Journalists in Haiti came under attack amid the protests, according to Desrosier and news reports. On June 10, protesters set fire to vehicles belonging to local privately owned broadcaster Radio Télé Ginen, according to those reports.

The Haitian Ministry of Communications posted a tweet on June 11 condemning “with the greatest firmness this heinous act that expands the list of victims of insecurity.” President Moïse condemned Rospide’s killing on Twitter the same day, saying the crime “plunges into mourning, once again, the Haitian press.”

On June 17, the Port-au-Prince government commissioner, Paul Éronce Villard, said the ongoing investigation into Rospide’s killing, carried out by the Prosecutor’s Office in conjunction with the Central Directorate of the Judicial Police, is following a “good track,” and that results would be publicly communicated at the appropriate time, according to local press.

Reached by phone on June 21, the Haitian national police referred CPJ to the judicial police; calls to the number provided went unanswered. The official website of the Haitian nation police displayed an error message. However, press reports from June 11 indicated police are investigating the killing.

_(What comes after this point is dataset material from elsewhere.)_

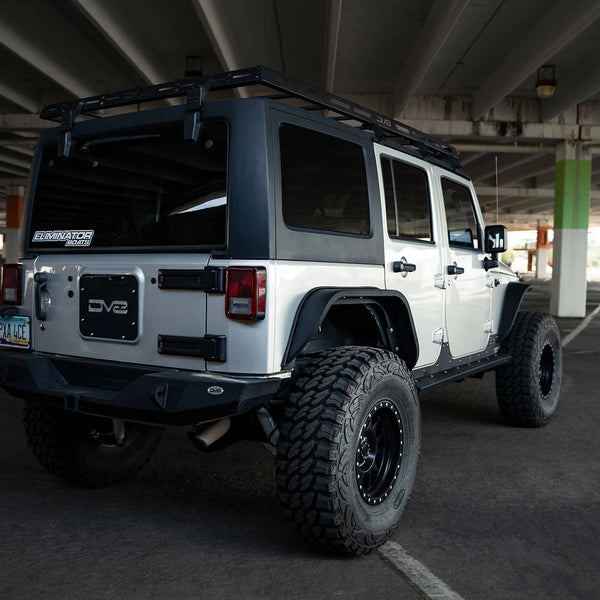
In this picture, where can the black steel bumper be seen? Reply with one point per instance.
(167, 397)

PetroCaribe did not immediately respond to a request for comment sent by CPJ via email on July 11, 2019. Calls to the telephone number provided on the company’s official Facebook page went unanswered.

In a June 25, 2019, statement, the Association of Haitian Journalists called on the authorities to thoroughly investigate Rospide’s killing, and condemned the recent violence against the press in Haiti.